Arriangel began to lose interest in the handsome slaver; why pretend that he saw her as a desirable woman? Now she had only one significant quality: merchantability.

Memfis went to one knee beside her and put a comforting hand on her shoulder. "It's not as bad as that, Arriangel. You still possess the strengths you had before: your beauty, your wit, your passion. You have everything but your freedom." He spoke as though he could read her mind. She wondered if he was of a telepathic race or whether her thoughts were simply identical to those of any other newly informed slave.

She tried to smile. He did seem kind, for a slaver.'Then she wondered what darkness, what perversity his apparent kindness hid, and she became frightened. "If you buy me, what will you do with me?"

"Nothing terrible. My decision hinges on one question. Can you love?"

She was confused by the question. Memfis watched her with his beautiful amber eyes, apparently waiting for her to reply to his foolish question. "Can I love? Can't everyone?"

"Oh no; in fact, it's relatively few of us who can love. I'm not asking you if you can pretend to love; I'm not recruiting for a brothel. Though, if I don't buy you, a dozen whorebrokers will bid for you, I'm sure. Can you love?'

"I think so. I loved my father." It was still difficult for her to believe that so vital and forceful a man as Larimone could really be dead.

Memfis made an impatient chopping gesture with his hands. "No, no. That's not what I mean... not at all. I'm a specialist. I'm interested in the sort of love that runs hot from our hearts, that makes us bum for our lovers, that cooks us in our own passionate juices, until we're dizzy with desire. I'll ask you again: Can you love?"

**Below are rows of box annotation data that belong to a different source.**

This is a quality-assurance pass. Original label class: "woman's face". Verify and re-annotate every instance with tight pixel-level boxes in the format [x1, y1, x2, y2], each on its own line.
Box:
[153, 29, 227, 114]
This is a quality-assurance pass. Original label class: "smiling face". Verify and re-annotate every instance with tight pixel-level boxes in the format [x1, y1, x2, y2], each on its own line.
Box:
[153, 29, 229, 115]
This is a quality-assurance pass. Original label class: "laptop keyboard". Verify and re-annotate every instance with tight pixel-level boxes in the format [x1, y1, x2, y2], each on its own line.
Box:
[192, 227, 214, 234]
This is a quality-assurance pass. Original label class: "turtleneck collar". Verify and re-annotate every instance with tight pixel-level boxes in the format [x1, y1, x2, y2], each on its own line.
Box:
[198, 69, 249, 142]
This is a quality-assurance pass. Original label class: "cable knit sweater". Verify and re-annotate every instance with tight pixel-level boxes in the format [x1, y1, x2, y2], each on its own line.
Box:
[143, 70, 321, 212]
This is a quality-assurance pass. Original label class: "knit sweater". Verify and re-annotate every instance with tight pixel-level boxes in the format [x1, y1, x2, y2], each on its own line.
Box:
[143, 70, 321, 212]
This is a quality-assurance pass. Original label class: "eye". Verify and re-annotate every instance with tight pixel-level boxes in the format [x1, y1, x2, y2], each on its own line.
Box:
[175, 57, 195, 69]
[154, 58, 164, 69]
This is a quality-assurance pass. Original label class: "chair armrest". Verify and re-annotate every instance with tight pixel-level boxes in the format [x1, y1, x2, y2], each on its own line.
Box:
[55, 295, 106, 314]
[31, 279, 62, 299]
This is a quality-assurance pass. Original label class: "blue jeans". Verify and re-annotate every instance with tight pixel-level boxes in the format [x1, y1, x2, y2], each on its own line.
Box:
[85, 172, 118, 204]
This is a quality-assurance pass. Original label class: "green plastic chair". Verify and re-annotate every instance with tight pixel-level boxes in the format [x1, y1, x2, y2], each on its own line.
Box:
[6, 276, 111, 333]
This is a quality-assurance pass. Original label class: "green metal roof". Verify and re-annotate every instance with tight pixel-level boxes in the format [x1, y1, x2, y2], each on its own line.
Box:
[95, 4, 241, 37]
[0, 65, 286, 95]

The slaver's fine features seemed suddenly too taut; otherwise, she could not read his expression at all.

But, quite suddenly and perversely, she wanted to see a particular emotion on his face; she wanted to see those amber eyes grow warm. "Yes," she answered. "I can love."

A long, silent moment passed. Then Memfis smiled, an oddly intimate expression. "I think I will believe you, Arriangel."

SO HE bought her, and conducted her from the pens. When the outer doors clanged shut behind her, she felt a sudden lightening of her spirits, though perhaps she was foolish to feel so. Who knew what demands her new owner might make of her? But for the moment, he treated her with careful courtesy. He didn't attach a leash to the plastic collar around her neck, though he held her arm. She found the warm touch of his hand pleasant rather than restrictive, and she missed it when he released her to key open his tunnel car.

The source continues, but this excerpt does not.